Invited discussant Dr. Bela Kudish, a urogynecologist at the Winnie Palmer Hospital Center for Advanced Gynecologic Surgery and Pelvic Medicine in Orlando, noted, "As providers, many of us are trying to balance the principles of nonmaleficence, beneficence, and autonomy of the patient in an attempt to improve the counseling process, to emphasize the shared responsibility in decision making in patients who undergo this procedure."
"How are you planning to improve the study design to identify factors specific to the consent process that may influence the recall, since this was a study that was done in four centers with a nonstandardized consent process?" she asked the investigators.
"I think at this point, the surgical consent process is not limited to that moment that you sign papers. It starts in the first moment when you meet the patient. So I think we need to start broadening our understanding and our evaluation of the consent process to include the very beginning counseling that’s occurring from day 1. And I also think we need to spend more time trying to reconcile what patients want to know and what they think is important with what we want them to remember, maybe what the lawyers want them to remember, and try to make that more patient centered," Dr.

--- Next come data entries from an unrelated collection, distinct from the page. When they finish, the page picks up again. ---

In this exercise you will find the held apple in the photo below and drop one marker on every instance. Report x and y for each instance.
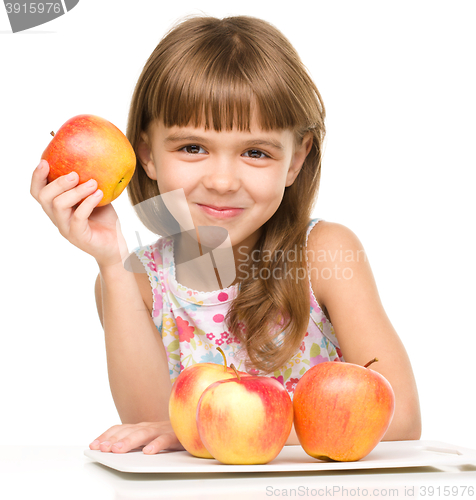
(245, 420)
(342, 410)
(95, 149)
(184, 398)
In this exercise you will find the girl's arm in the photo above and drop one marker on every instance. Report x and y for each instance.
(361, 325)
(136, 358)
(137, 362)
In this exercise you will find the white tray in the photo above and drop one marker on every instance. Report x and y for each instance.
(387, 454)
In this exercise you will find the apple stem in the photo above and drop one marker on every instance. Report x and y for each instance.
(234, 369)
(224, 357)
(370, 362)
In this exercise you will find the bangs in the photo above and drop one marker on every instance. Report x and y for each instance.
(222, 82)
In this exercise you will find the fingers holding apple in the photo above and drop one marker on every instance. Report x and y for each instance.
(94, 148)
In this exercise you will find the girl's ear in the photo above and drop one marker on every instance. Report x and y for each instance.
(146, 159)
(300, 153)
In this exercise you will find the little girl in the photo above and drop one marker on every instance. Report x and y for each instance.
(225, 114)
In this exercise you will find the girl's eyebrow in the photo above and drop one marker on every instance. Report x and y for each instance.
(178, 137)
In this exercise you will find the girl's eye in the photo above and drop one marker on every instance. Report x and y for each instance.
(256, 153)
(193, 149)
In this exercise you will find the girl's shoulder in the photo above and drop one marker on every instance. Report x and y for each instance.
(334, 253)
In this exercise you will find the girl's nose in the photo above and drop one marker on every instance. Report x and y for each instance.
(222, 177)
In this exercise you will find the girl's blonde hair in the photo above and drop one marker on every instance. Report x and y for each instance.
(216, 73)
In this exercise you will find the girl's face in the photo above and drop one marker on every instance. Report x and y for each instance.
(233, 179)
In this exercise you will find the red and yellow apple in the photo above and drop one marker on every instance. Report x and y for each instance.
(186, 392)
(342, 410)
(94, 148)
(245, 420)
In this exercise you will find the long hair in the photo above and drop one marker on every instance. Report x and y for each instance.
(217, 72)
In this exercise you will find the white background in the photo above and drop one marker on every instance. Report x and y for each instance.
(398, 81)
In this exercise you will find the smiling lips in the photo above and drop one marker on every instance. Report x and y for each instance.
(221, 212)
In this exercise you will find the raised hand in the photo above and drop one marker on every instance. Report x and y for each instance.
(73, 210)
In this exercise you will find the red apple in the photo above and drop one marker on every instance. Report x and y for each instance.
(184, 398)
(342, 410)
(95, 149)
(245, 420)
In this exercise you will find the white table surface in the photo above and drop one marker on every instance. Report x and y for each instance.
(64, 472)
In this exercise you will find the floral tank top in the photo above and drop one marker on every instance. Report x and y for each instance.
(191, 323)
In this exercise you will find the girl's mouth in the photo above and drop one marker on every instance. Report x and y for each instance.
(221, 212)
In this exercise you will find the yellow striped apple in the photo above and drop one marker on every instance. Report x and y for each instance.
(94, 148)
(186, 392)
(245, 420)
(342, 410)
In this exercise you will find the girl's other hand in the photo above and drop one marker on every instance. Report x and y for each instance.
(93, 229)
(153, 436)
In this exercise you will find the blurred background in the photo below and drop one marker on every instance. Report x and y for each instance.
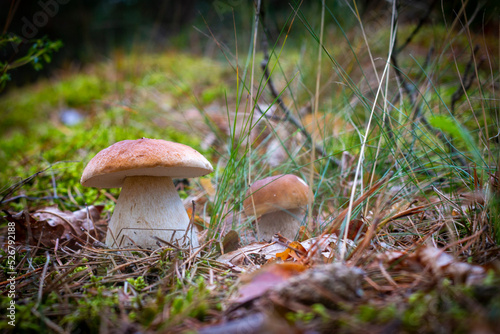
(91, 30)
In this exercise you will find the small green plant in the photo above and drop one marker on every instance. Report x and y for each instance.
(38, 52)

McFadden replied at the meeting, which was jointly sponsored by the American College of Surgeons.
"In your opinion, what is the ideal way of counseling patients to increase the recall of risk?" Dr. Kudish further queried.
"I do try to spend time asking the patient, ‘How do you best learn? Is it written, is it verbal? Do you like pictures?’ And try to incorporate what works best for them. And I think that the utility of decisional aids, while we have presented work that did not show great use recently, that is where this is going to go: using decisional aids starting from the very beginning, day 1, up until surgery, and even beyond this," Dr. McFadden maintained.

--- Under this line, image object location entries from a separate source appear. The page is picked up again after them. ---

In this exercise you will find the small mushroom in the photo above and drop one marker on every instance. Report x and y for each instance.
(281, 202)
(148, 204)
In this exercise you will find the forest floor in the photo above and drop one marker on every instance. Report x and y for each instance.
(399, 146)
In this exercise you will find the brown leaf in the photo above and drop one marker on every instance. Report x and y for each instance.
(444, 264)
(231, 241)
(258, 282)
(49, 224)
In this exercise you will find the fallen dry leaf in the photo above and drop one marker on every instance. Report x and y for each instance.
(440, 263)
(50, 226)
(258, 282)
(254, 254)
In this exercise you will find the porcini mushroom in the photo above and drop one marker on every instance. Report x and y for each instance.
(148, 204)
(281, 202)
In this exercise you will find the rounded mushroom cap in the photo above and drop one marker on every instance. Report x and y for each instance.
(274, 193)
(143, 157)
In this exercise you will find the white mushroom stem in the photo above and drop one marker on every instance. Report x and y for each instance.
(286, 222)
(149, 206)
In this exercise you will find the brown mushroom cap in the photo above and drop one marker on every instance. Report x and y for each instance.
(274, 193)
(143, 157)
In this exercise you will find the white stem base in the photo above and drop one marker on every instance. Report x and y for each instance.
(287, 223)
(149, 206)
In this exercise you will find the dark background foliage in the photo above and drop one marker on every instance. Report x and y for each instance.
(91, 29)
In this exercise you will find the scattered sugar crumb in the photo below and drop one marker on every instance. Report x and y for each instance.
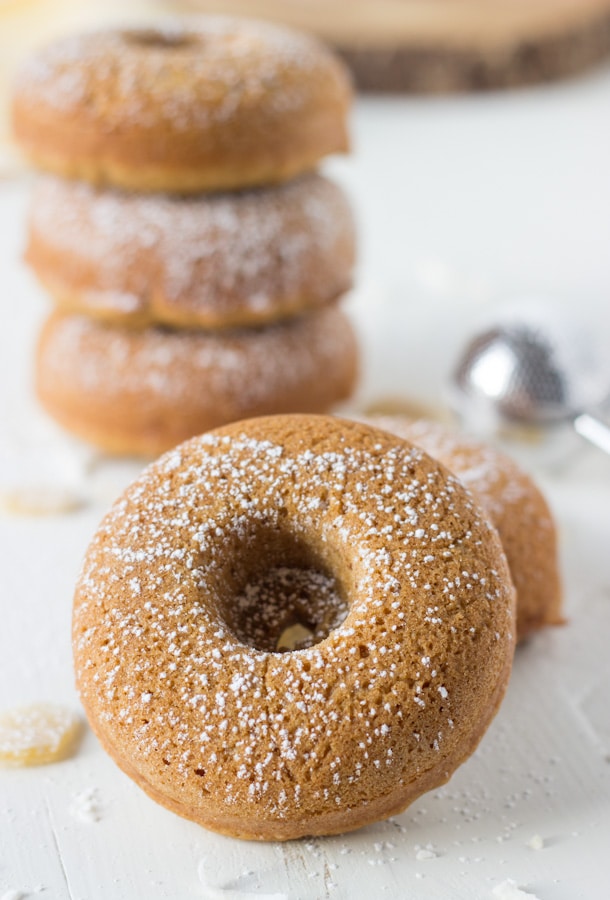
(536, 842)
(37, 734)
(231, 890)
(509, 890)
(86, 806)
(44, 500)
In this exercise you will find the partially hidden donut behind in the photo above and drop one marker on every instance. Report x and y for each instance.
(211, 261)
(223, 104)
(143, 391)
(187, 690)
(514, 504)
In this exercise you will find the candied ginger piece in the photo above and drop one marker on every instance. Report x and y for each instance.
(37, 734)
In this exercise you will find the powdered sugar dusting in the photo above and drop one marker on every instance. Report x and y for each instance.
(318, 729)
(216, 260)
(230, 65)
(215, 377)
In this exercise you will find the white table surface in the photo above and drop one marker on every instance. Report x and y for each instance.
(462, 203)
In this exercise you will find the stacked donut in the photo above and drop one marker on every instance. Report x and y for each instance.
(194, 256)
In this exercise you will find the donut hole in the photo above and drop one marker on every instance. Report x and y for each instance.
(284, 597)
(155, 39)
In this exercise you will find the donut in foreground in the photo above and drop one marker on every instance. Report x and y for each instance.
(142, 392)
(514, 505)
(227, 104)
(378, 557)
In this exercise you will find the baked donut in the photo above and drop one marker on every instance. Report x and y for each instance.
(142, 392)
(225, 104)
(415, 631)
(514, 505)
(215, 261)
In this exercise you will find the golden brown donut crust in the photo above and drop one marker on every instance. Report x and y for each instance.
(273, 746)
(142, 392)
(515, 506)
(227, 104)
(211, 261)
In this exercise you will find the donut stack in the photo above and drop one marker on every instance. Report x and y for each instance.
(194, 256)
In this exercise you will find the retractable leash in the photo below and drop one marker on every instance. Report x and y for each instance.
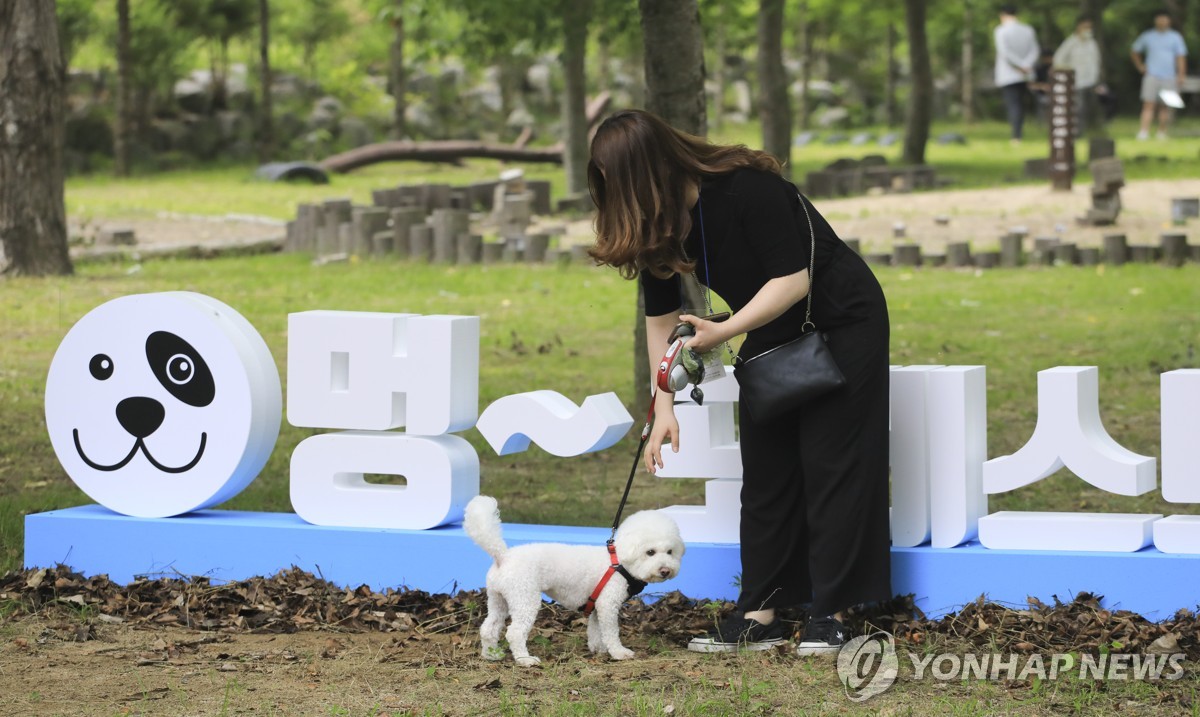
(615, 566)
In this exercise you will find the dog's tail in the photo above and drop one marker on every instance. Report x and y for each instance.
(483, 524)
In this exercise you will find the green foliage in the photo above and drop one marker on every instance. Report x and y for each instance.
(219, 20)
(310, 24)
(157, 47)
(76, 19)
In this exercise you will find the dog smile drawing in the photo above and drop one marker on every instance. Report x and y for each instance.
(648, 547)
(183, 372)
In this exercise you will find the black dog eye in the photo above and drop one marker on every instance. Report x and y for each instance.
(101, 367)
(180, 368)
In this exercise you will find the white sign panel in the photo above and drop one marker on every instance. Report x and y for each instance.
(160, 404)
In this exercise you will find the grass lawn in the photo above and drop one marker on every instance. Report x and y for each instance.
(569, 329)
(987, 160)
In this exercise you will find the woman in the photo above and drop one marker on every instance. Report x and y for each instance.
(815, 482)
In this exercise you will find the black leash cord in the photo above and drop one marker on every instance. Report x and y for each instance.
(633, 470)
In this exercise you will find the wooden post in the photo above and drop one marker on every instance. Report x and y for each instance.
(535, 247)
(1062, 128)
(907, 254)
(1175, 248)
(1116, 249)
(420, 242)
(448, 224)
(403, 218)
(1011, 251)
(1066, 253)
(471, 248)
(987, 259)
(492, 252)
(366, 222)
(958, 253)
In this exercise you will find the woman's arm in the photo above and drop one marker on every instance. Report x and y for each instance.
(658, 331)
(777, 296)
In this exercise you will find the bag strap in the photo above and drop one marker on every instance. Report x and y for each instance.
(813, 265)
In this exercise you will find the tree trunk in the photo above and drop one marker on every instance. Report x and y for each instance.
(967, 65)
(807, 66)
(267, 126)
(774, 108)
(673, 55)
(1093, 10)
(675, 62)
(889, 107)
(33, 216)
(921, 100)
(720, 73)
(575, 98)
(399, 77)
(121, 121)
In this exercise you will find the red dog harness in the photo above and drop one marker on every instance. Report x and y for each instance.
(635, 585)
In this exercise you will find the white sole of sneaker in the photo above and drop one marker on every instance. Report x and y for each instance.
(707, 646)
(817, 650)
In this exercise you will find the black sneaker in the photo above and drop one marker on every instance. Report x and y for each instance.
(737, 633)
(822, 636)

Session cochair Dr. Andrew Cassidenti of St. Joseph Hospital, Orange, Calif., commented, "Your point is excellent. I think the informed consent is really your relationship with the patient. It’s not a document, it’s a relationship and it’s an understanding of your confidence, your capabilities, your experience, what you can do for them, your results, and an honest discussion. I think that really is the key to keeping lawyers at bay."
The study enrolled patients who could read and write English and were undergoing only midurethral sling surgery. "At these four centers, we did not specify specifically how the surgeons were to [address] consent. They did this all in their normal way, so that had variation," Dr. McFadden noted.
Consent discussions were audio recorded and transcribed, and the transcripts were analyzed for their content and grade level of the surgeon’s speech according to the Flesch-Kincaid scale.
Patients completed a 21-item recall checklist. Their recall score was calculated as the number of items recalled divided by the number the surgeon actually mentioned, multiplied by 100.